So says a recent report by the National Resources Defense Council, which found that pay-TV set-top boxes and digital-video recorders are costing U.S. consumers about $3 billion a year in energy bills.
Why are DVRs and cable boxes so power hungry? Because most of them consume almost as much juice when they’re (supposedly) powered off as when they’re up and running, with a whopping $2 billion in annual U.S. energy costs blamed on “sleeping” cable and satellite set-top boxes that are grinding away even while we’re not watching, according to the NRDC.
Indeed, the “typical” pay-TV home setup—one high-definition DVR, plus a regular HD cable box (for, say, the bedroom)—gobbles up 446 kilowatt hours a year, compared to just 415 kilowatt hours for a 21 cubic-foot, Energy Star-compliant refrigerator.
So, what’s the best way to keep your cable box from running up your electric bill?
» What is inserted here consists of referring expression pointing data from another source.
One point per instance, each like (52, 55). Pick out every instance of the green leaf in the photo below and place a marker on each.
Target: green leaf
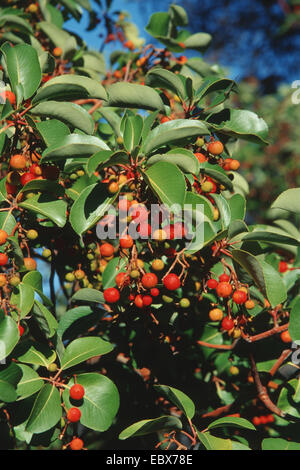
(180, 399)
(52, 131)
(271, 443)
(89, 295)
(162, 78)
(90, 206)
(46, 321)
(82, 349)
(241, 124)
(231, 422)
(30, 382)
(167, 182)
(31, 352)
(74, 145)
(23, 298)
(70, 113)
(7, 392)
(9, 336)
(288, 200)
(100, 402)
(172, 132)
(44, 204)
(198, 41)
(148, 426)
(266, 278)
(184, 159)
(294, 323)
(46, 411)
(93, 88)
(129, 95)
(214, 443)
(23, 69)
Unfortunately, there’s not much that we can do as ordinary consumers, given that DVRs and cable boxes draw so much power even in their so-called “sleep” modes. (Yes, you could always just unplug your DVR before going to bed, but that means your favorite late-night shows won’t get recorded.)
Instead, the onus is on pay-TV carriers and equipment manufactures to build more energy-efficient devices—ones that meet the latest Energy Star specifications and feature true, low-power sleep modes that can “wake up” in a reasonable amount of time, the NRDC recommends.
Also good, according to the report: those new “multi-room” DVR setups that use only one main digital video recorder in the living room and smaller, “thin” (and thus low-power) boxes that stream video to the other TVs in your home.